Где он находится, этот злополучный Надьбабонь и как туда добраться? От волнения меня прихватила такая одышка, что даже целой таблетки нитроминта оказалось недостаточно.

В ящике стола у адъюнкта я отыскала автодорожный атлас. Как оказалось, Надьбабонь находится в комитате Боршод. Я вовремя поспела на автобус, который в восемь вечера подвез меня прямо к надьбабоньскому Дому культуры.

Я тотчас направилась к кассе и выяснила, что сегодня будет кино. О выступлении столичных артистов никто ничего не знал.

Возможно, сказали мне, концерт состоится не в самом Надьбабоне, а при надьбабоньском сахарном заводе. Там тоже есть Дом культуры, и автобус из Пешта там останавливается. Разумеется, тот автобус, которым я приехала, давно ушел.

Я заглянула в автодорожный справочник. Расстояние до сахарного завода восемь километров, и через двадцать минут должен пойти следующий автобус.

Ровно час я прождала на остановке, после чего выяснилось, что по этому маршруту автобусы ходят только в свеклоуборочный сезон. Ну, а поезда? Нет, и поезда не ходят. Как же туда добраться? Пешком или на попутной машине.

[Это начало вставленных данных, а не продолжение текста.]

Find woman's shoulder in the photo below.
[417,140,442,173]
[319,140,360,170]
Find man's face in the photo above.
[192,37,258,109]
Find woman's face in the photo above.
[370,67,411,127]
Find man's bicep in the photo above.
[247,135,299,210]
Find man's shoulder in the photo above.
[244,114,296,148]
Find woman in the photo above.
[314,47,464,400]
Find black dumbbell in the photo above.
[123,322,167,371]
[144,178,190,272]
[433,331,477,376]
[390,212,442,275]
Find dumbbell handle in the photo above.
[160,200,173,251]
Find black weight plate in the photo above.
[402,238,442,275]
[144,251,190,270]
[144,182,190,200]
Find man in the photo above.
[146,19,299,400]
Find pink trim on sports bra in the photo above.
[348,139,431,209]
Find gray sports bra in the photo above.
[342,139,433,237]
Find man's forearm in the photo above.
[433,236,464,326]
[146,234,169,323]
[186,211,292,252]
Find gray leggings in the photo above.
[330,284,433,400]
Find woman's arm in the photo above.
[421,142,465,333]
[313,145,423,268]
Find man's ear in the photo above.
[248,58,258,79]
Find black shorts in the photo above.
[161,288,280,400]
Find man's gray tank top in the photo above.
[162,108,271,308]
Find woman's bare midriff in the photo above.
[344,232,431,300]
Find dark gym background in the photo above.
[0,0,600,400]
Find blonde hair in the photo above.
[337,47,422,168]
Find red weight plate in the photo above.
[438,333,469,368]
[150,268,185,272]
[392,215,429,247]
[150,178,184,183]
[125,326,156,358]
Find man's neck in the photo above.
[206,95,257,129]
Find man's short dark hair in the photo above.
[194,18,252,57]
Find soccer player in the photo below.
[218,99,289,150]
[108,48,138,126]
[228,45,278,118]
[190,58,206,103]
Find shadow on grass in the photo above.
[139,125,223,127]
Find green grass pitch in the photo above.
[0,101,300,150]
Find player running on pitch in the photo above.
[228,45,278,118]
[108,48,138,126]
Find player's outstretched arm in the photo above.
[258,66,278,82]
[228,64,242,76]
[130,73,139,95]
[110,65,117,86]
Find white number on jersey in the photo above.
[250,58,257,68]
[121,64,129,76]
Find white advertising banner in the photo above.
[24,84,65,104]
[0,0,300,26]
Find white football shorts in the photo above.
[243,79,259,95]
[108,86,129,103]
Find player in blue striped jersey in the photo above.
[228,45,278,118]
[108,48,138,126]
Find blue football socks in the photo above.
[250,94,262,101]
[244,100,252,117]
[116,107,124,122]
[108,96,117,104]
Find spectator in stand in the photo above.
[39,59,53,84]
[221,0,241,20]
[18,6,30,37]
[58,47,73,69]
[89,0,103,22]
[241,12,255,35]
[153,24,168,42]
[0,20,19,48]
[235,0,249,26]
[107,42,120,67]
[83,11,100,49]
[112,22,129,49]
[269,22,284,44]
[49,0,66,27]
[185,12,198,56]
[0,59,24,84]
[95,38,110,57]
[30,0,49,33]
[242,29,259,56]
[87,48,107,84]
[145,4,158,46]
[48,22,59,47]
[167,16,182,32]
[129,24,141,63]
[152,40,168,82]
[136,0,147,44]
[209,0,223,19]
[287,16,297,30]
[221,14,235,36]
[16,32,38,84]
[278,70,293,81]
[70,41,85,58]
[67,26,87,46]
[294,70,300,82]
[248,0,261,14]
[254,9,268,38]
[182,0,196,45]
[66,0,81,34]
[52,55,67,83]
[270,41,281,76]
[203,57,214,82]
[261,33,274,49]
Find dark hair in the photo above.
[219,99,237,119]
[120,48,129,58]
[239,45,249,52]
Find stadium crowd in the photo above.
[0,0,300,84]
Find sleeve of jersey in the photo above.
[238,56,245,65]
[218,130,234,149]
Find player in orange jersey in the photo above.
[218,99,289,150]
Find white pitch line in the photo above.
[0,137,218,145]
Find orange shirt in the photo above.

Ах, Гиза, сколько я ни сигналила, ни одна попутная машина не остановилась! Кончилось тем, что я плюнула и пошла пешком. Огоньки Надьбабоня остались позади, а дальше — тьма, хоть глаз коли, но я иду себе и иду. Чувствую, как чулки начинают сползать и сбиваются в туфлях. Затем кожа на щиколотках напряглась, того гляди лопнет: верный признак, что ноги стали отекать. Но я шла и шла без остановки. Перешла через какой-то мост, миновала шлагбаум. Опять кругом темнота. Тут я почувствовала, что и трико начинает с меня сползать. Ну, думаю, если и дальше так пойдет, то вся одежка свалится. Но тут на дороге появился грузовик. Я сунула шоферу десятку, и он меня подвез.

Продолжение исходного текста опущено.